Turn-Taking and Beyond

* Stephen C. Levinson, ‘Turn-taking in Human Communication – Origins and Implications for Language Processing’, Trends in Cognitive Sciences, 20 (2016), 6-14.

Of all the topics featured on this blog so far, I think turn-taking has been one of the most interesting to me. Some time ago, in a couple of posts here and here, I noted that cognitive scientists were getting interested in the development of language, and turn-taking was identified as a key characteristic of human speech. I put forward some literary examples in which turn-taking turned strange and problematic — where we could see hypothetical scenarios in which turn-taking could no longer be relied on.
      And in a recent Trends article, it’s back. Levinson provides a fascinating account of the way turn-taking works in the mind; it appears to be ‘at the limits of human performance’, requiring lots of resources to perfect and maintain. However it is also an ancient part of our evolution, shared with other primates in one form or another. Levinson asks, at the end, for more research into the ‘systematic imprint on language structure’ that turn-taking might cause: how deeply are grammar and syntax (and what else? phonetics and lexical structures?) shaped around this fundamental basis?
      That’s not really a question for a literary scholar like me, and this post isn’t going to be full of answers anyway: I have a lot to do at the moment! However, I’d say that some of this research could be literary research. Writers constantly test the interface between linguistic structure and turn-taking in their depictions of dialogue, creating grammatical patterns, exchanging puns, trying out rhythms within and between statements. They know something about it; they are capable of producing things that strike us as forced or unrealistic (often to a purpose), and they are capable of producing things that seem just right.

* Martin B.H. Everaert, Marinus A.C. Huybregts, Noam Chomsky, Robert C. Berwick, Johan J. Bolhuis, ‘Structures, Not Strings: Linguistics as Part of the Cognitive Sciences’, Trends in Cognitive Sciences, 19 (2015), 729-43.
* Mark Dingemanse, Damián E. Blasi, Gary Lupyan, Morten H. Christiansen, Padraic Monaghan, ‘Arbitrariness, Iconicity, and Systematicity in Language’, Trends in Cognitive Sciences, 19 (2015), 603-15.

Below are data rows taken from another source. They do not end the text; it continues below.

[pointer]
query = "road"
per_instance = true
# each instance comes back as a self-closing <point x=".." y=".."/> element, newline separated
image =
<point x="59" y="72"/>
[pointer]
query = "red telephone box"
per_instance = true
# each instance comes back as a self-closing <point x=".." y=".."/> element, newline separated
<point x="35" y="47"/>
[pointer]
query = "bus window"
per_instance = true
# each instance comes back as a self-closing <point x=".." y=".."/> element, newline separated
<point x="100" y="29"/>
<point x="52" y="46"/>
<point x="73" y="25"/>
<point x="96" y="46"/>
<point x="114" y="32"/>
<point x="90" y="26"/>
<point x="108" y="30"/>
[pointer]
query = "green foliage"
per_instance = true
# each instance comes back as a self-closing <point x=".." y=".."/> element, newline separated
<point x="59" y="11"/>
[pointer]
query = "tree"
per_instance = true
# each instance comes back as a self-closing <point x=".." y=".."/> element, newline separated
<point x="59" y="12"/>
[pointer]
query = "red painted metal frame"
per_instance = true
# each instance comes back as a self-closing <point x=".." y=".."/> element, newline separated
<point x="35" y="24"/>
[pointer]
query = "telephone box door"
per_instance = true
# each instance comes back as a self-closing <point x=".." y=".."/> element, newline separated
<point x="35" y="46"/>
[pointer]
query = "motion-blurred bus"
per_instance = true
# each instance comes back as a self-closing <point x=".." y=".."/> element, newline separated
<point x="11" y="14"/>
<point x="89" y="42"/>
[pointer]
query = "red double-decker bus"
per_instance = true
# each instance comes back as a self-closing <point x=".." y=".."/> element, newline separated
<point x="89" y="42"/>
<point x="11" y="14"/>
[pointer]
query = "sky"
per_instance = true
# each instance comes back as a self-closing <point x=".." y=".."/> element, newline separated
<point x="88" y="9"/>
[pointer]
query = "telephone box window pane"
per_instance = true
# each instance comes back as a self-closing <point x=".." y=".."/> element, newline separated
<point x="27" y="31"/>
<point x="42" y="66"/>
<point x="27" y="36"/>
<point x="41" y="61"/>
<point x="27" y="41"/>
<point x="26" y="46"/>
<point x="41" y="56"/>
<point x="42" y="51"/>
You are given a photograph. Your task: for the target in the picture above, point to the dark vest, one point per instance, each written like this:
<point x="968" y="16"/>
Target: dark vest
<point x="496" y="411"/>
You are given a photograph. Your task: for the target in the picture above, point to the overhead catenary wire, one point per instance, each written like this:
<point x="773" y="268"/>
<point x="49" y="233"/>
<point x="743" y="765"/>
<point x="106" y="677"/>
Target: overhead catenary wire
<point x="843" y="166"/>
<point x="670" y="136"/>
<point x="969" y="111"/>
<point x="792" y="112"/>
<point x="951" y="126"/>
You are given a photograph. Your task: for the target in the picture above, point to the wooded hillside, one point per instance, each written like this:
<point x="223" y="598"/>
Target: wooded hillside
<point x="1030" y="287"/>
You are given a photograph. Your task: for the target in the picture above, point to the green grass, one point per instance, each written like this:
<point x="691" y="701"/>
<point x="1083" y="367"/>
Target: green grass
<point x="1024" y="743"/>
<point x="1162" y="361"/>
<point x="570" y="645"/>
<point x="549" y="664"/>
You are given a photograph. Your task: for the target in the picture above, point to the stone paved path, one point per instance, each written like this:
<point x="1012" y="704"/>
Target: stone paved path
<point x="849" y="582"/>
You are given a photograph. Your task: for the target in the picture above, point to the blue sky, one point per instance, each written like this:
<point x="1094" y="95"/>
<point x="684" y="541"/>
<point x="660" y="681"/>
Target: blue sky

Turn-taking is not the only aspect of language that’s been discussed in Trends in Cognitive Sciences recently. Two other big reviews venture onto vast territory. Everaert et al. propose that linguistics and cognitive science should interact much more closely, that language should be seen as a ‘computational cognitive mechanism’, and that we should move beyond ‘surface-oriented approaches’. Dingemanse et al. also tilt at a pretty big windmill by taking on the idea that in human languages form and meaning only have an arbitrary relationship. They weigh up evidence for ‘systematicity’ (ways in which patterns of sound organise types of words) and ‘iconicity’ (ways in which words’ forms stand for their meanings) and conclude that we probably need these things to explain how languages work.
      This is all intriguing, but I still find that the more palpable topic of turn-taking is the one that makes me think. I like the way that it’s something deeply embedded in the basis of linguistic communications, which can still protrude strangely from highly developed social interactions.